The story gets underway in 2029; Logan is the last of a dying (or dead) breed. No new mutants have been born in the past 25 years, and he and Professor Charles Xavier (Patrick Stewart) are all that remain of the old gang. He now whiles away the nighttime hours as a limo driver for hire in west Texas, and during the day he cares for the aged Xavier alongside mutant-tracker Caliban (Stephen Merchant). Logan is perpetually grumpy, and though he can still shred nefarious folk to pieces with his claws (as demonstrated in the film’s first scene), his verve, his mojo and his health are all fading.

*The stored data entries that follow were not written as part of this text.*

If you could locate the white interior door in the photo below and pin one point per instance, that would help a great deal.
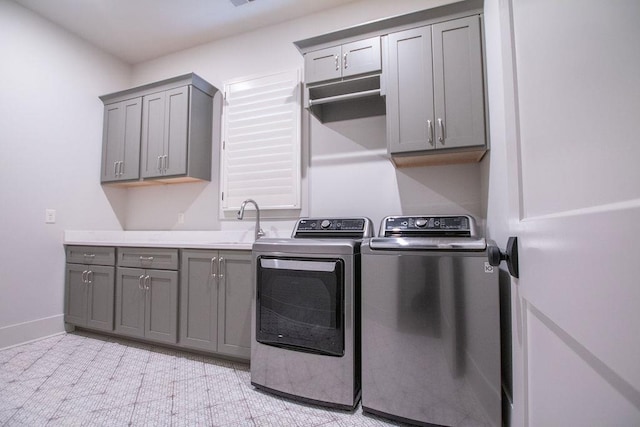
(574, 136)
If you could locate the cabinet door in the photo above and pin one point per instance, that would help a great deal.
(121, 140)
(112, 136)
(130, 167)
(161, 315)
(100, 297)
(458, 83)
(361, 57)
(153, 129)
(75, 304)
(234, 312)
(410, 113)
(324, 64)
(199, 299)
(176, 131)
(130, 301)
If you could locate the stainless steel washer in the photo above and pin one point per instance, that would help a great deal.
(306, 319)
(430, 323)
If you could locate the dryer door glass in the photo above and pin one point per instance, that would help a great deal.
(299, 304)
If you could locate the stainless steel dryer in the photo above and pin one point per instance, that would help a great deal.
(430, 323)
(306, 319)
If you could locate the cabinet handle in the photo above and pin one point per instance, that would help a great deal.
(214, 267)
(221, 267)
(442, 135)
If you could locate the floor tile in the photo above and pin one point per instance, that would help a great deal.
(83, 378)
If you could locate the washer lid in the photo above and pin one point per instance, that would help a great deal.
(429, 243)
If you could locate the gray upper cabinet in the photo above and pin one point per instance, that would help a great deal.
(350, 59)
(215, 301)
(89, 287)
(171, 139)
(121, 141)
(165, 133)
(435, 91)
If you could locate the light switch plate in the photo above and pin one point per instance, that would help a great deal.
(50, 216)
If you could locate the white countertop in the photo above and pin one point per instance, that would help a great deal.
(162, 239)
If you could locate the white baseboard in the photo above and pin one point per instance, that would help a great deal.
(22, 333)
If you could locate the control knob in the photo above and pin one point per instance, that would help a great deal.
(421, 222)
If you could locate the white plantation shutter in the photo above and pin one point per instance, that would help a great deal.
(261, 142)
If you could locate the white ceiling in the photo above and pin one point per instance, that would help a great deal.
(139, 30)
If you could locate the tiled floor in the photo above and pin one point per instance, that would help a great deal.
(84, 379)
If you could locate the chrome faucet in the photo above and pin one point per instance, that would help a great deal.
(259, 232)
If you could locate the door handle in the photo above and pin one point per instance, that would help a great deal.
(214, 268)
(510, 255)
(430, 132)
(221, 265)
(441, 137)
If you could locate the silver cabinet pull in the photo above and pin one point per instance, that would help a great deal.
(214, 267)
(442, 136)
(222, 264)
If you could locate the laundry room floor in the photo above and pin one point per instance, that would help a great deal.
(85, 379)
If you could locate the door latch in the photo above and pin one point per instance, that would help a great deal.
(510, 255)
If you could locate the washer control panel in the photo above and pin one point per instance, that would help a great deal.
(428, 225)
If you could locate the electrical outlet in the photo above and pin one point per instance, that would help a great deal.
(50, 216)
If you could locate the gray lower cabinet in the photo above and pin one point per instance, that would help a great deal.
(435, 91)
(89, 287)
(215, 307)
(147, 304)
(147, 293)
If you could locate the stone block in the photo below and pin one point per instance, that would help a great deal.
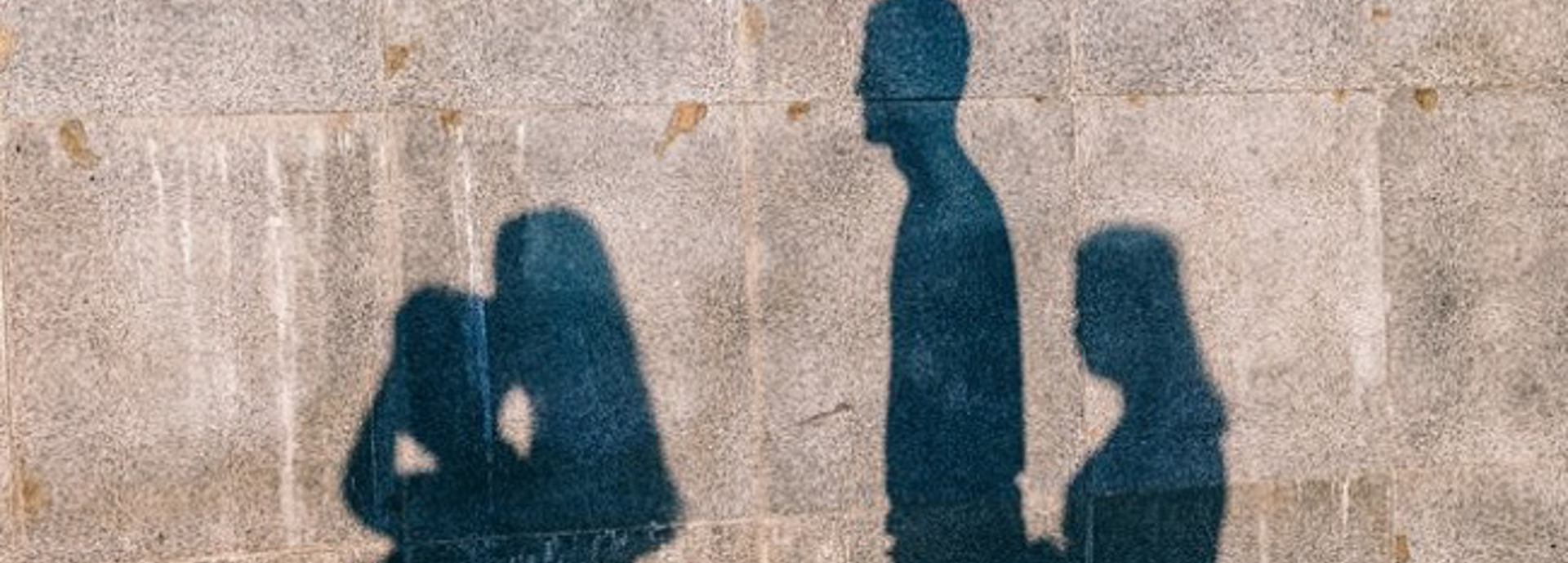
(192, 58)
(1474, 221)
(1493, 150)
(806, 52)
(1471, 42)
(179, 289)
(1271, 208)
(1486, 515)
(830, 211)
(1201, 46)
(488, 54)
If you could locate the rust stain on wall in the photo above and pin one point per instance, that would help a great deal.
(683, 121)
(797, 110)
(74, 140)
(33, 494)
(395, 57)
(7, 46)
(1428, 99)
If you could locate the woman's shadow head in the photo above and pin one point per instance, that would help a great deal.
(913, 69)
(550, 257)
(1133, 322)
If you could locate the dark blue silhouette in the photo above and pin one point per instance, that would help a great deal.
(1155, 491)
(956, 436)
(557, 331)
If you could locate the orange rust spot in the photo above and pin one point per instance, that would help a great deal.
(7, 46)
(74, 140)
(1428, 99)
(1401, 549)
(797, 110)
(33, 494)
(753, 24)
(451, 119)
(683, 121)
(394, 58)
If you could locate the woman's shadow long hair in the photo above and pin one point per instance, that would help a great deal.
(1155, 489)
(555, 329)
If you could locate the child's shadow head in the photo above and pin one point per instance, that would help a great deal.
(1131, 317)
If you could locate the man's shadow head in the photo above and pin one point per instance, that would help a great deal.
(913, 69)
(1133, 320)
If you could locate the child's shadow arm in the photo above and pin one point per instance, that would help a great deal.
(371, 486)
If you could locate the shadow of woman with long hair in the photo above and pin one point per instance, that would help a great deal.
(1155, 491)
(555, 329)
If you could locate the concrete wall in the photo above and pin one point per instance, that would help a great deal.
(214, 211)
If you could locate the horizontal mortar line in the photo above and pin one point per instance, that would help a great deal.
(330, 547)
(1048, 95)
(1470, 467)
(265, 552)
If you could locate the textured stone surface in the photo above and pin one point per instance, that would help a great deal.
(1487, 515)
(1272, 204)
(192, 57)
(813, 51)
(1162, 46)
(510, 52)
(189, 252)
(1474, 235)
(1426, 42)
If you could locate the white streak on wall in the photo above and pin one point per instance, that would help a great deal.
(474, 322)
(279, 250)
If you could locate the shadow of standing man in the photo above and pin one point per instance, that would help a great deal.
(956, 435)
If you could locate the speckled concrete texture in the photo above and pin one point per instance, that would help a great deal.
(237, 237)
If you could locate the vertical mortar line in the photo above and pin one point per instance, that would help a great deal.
(1070, 230)
(750, 201)
(13, 440)
(1380, 97)
(1075, 47)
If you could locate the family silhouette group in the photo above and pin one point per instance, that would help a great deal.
(555, 331)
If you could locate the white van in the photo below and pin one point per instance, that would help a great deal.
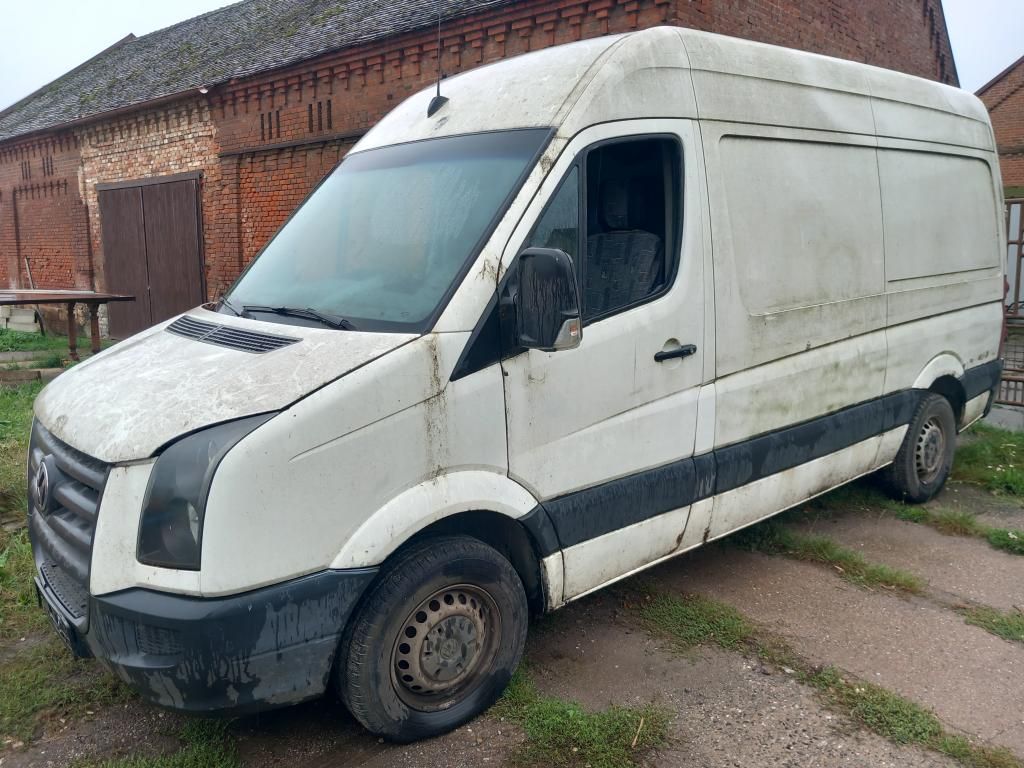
(610, 301)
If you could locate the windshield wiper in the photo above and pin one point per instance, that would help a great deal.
(309, 313)
(224, 301)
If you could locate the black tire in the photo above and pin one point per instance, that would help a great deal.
(926, 457)
(466, 607)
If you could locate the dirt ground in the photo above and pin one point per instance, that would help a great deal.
(729, 709)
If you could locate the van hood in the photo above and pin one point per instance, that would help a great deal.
(127, 401)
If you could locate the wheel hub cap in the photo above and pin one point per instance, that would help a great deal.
(930, 451)
(444, 645)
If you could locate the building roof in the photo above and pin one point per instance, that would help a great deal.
(999, 77)
(235, 41)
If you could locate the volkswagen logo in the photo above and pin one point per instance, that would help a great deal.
(41, 487)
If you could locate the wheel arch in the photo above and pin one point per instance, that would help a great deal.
(942, 375)
(480, 504)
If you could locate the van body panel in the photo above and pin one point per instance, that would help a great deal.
(763, 498)
(417, 427)
(972, 336)
(433, 500)
(129, 400)
(799, 387)
(811, 245)
(551, 418)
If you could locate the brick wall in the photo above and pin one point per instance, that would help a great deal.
(173, 139)
(42, 216)
(263, 142)
(1005, 99)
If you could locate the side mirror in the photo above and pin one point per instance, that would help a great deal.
(547, 301)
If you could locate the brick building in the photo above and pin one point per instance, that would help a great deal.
(161, 166)
(1004, 95)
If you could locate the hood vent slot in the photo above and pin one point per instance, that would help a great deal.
(225, 336)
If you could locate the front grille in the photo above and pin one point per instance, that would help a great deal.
(225, 336)
(62, 528)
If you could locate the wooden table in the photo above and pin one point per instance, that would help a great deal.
(91, 299)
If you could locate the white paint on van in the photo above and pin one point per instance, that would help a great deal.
(127, 401)
(840, 241)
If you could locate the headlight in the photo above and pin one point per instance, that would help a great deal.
(170, 534)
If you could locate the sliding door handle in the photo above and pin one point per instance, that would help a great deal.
(684, 350)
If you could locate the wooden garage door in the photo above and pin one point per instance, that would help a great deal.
(152, 250)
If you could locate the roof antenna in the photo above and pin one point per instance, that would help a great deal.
(438, 100)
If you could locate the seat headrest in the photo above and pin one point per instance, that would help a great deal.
(615, 204)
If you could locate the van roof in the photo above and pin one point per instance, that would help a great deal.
(670, 72)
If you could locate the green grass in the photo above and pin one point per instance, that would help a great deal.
(858, 495)
(881, 711)
(15, 341)
(1009, 541)
(19, 615)
(993, 459)
(45, 681)
(562, 734)
(1009, 626)
(696, 621)
(205, 743)
(775, 539)
(15, 424)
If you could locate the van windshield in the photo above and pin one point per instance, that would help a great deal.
(382, 242)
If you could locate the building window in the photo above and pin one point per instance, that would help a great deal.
(267, 122)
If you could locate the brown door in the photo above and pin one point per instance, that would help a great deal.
(152, 250)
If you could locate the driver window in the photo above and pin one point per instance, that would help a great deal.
(559, 225)
(632, 201)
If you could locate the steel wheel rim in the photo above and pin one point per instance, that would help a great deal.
(445, 646)
(930, 451)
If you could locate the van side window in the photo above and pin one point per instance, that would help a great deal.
(559, 225)
(632, 204)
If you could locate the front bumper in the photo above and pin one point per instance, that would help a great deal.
(265, 648)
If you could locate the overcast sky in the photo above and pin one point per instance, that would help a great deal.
(53, 36)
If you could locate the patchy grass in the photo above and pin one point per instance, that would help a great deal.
(562, 734)
(1009, 626)
(1009, 541)
(881, 711)
(205, 743)
(696, 621)
(992, 459)
(15, 424)
(861, 495)
(45, 681)
(19, 615)
(960, 522)
(53, 359)
(774, 539)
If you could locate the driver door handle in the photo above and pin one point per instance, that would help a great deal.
(685, 350)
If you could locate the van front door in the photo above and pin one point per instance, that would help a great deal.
(604, 433)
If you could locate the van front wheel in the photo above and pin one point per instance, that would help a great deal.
(926, 457)
(435, 640)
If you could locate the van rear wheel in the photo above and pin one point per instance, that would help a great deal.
(926, 456)
(435, 640)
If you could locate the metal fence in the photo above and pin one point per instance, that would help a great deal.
(1012, 387)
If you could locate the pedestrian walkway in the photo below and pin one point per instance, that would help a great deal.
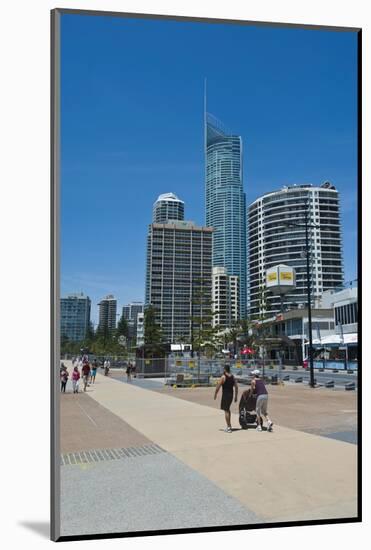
(281, 476)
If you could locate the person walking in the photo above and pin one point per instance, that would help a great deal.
(85, 374)
(75, 379)
(64, 377)
(259, 389)
(128, 373)
(228, 384)
(94, 371)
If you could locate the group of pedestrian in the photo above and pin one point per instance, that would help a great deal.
(229, 387)
(82, 370)
(130, 371)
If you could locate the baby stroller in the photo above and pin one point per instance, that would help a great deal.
(246, 408)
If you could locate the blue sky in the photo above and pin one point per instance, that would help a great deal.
(132, 128)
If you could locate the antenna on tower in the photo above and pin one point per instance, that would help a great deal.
(205, 113)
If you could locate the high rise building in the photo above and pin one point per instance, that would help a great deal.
(140, 329)
(277, 236)
(179, 277)
(130, 313)
(224, 298)
(226, 202)
(107, 314)
(75, 317)
(167, 207)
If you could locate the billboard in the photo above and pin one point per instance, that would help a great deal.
(280, 279)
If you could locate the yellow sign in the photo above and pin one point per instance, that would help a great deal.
(286, 276)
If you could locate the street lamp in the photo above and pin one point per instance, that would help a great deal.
(308, 225)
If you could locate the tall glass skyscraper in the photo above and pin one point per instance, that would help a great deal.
(226, 202)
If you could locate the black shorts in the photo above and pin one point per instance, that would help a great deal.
(226, 402)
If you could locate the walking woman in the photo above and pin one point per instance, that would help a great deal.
(75, 379)
(227, 383)
(64, 378)
(93, 371)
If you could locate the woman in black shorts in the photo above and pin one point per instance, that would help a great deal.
(227, 383)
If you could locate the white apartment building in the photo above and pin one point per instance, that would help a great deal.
(225, 292)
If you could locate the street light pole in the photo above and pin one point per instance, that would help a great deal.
(310, 347)
(307, 225)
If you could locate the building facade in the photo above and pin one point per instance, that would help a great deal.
(344, 300)
(275, 239)
(130, 313)
(225, 202)
(140, 329)
(225, 298)
(107, 314)
(75, 317)
(179, 277)
(167, 207)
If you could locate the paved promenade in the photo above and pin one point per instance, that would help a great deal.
(201, 475)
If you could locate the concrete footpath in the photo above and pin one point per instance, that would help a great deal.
(280, 476)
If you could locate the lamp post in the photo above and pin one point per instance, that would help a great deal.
(308, 225)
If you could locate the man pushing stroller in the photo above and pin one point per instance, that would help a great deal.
(254, 404)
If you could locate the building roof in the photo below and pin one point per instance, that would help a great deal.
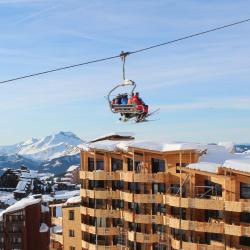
(72, 168)
(74, 200)
(19, 205)
(144, 145)
(212, 156)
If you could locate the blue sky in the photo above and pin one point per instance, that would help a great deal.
(201, 84)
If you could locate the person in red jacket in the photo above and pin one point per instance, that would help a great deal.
(138, 102)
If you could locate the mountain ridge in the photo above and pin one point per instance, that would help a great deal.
(51, 153)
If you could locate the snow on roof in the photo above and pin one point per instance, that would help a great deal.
(44, 209)
(67, 195)
(204, 166)
(22, 185)
(217, 154)
(57, 229)
(29, 175)
(116, 136)
(146, 145)
(74, 200)
(23, 203)
(43, 228)
(242, 165)
(72, 168)
(228, 145)
(47, 198)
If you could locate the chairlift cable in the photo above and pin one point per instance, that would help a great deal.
(124, 54)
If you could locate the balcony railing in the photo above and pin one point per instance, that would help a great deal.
(100, 230)
(57, 237)
(91, 246)
(142, 237)
(56, 221)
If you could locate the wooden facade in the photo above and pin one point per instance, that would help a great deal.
(142, 199)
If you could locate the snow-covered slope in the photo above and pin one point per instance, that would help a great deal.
(47, 148)
(51, 152)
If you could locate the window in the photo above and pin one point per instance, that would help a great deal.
(212, 189)
(91, 165)
(71, 215)
(131, 167)
(116, 164)
(183, 164)
(117, 185)
(96, 184)
(245, 241)
(71, 233)
(244, 190)
(158, 165)
(245, 217)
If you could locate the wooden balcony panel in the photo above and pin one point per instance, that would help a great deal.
(194, 246)
(126, 196)
(142, 218)
(176, 201)
(127, 216)
(90, 246)
(194, 225)
(82, 175)
(56, 221)
(57, 237)
(100, 194)
(143, 238)
(100, 230)
(142, 177)
(237, 206)
(148, 198)
(237, 230)
(101, 212)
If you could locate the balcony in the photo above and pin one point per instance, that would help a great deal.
(209, 227)
(176, 244)
(57, 237)
(100, 194)
(91, 246)
(142, 177)
(142, 218)
(197, 203)
(143, 238)
(99, 230)
(237, 230)
(105, 213)
(237, 206)
(99, 175)
(141, 198)
(56, 221)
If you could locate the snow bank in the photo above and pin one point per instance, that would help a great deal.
(44, 209)
(74, 200)
(217, 154)
(204, 166)
(43, 228)
(66, 195)
(238, 164)
(23, 203)
(72, 168)
(228, 145)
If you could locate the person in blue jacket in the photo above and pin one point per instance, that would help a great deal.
(124, 99)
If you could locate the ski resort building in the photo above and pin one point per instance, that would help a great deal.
(147, 195)
(25, 225)
(66, 225)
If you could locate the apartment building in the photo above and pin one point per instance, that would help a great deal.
(66, 225)
(147, 195)
(25, 225)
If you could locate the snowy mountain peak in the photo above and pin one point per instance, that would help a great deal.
(49, 147)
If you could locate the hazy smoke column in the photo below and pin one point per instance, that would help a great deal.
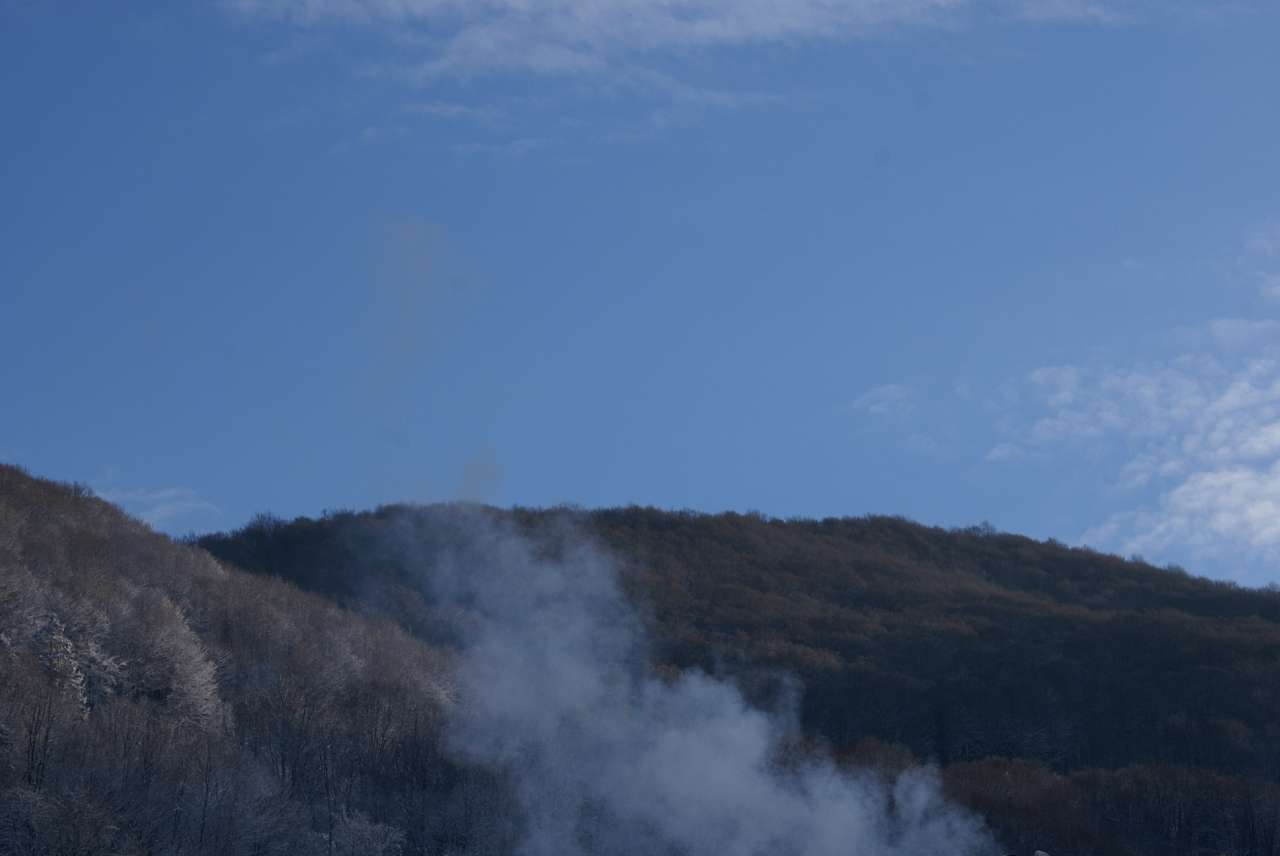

Just as Logan seems content to quietly live out the remainder of his days without any more conflict, a young girl named Laura (Dafne Keen) enters the picture. And she has adamantium claws of her own. I’ll refrain from telling who she is or where she came from (though X-Men scholars, no doubt, are well-aware), but suffice to say her abilities are enough to get Logan and Xavier headed out on a road trip to North Dakota, home of a fictional mutant safe house the girl is hoping to reach. (Fictional, because Laura read about it in X-Men comic books. Meta-humor for the win!)
There are, of course, bad guys, led by bounty hunter Donald Pierce (the exceptional Boyd Holbrook), and naturally Logan does everything he can to stay one step ahead of them. Eventually, however, the chase comes to a bloody and ultra-violent end in the Badlands.
Director and co-writer James Mangold, who also helmed 2013’s The Wolverine, certainly goes all-out in the hyper-violence department; Logan is arguably the most bloody and intense superhero movie yet (save last year’s comically over-the-top Deadpool, but there’s much, much more going on than just Logan (and Laura) slicing-and-dicing people with their scissorhands.
Logan is, first and foremost, about Wolverine’s struggles with his place in the world. He’s been on the Earth for the better part of 140 years, and he’s wearing down. Jackman puts his all into the performance, giving us anything but a typical superhero. He’s beaten and haggard. Every violent outburst is quickly followed by a moment of catching his breath and trying to recover from the physical toll his body is undergoing. It’s rich, multi-layered work, giving the film a depth not usually associated with the Marvel Universe.
The X-Men franchise will go on, including the upcoming Deadpool sequel (which is teased in a funny pre-film short), but Jackman has said that he’s done. And it’s hard to think of a better way for him to go out.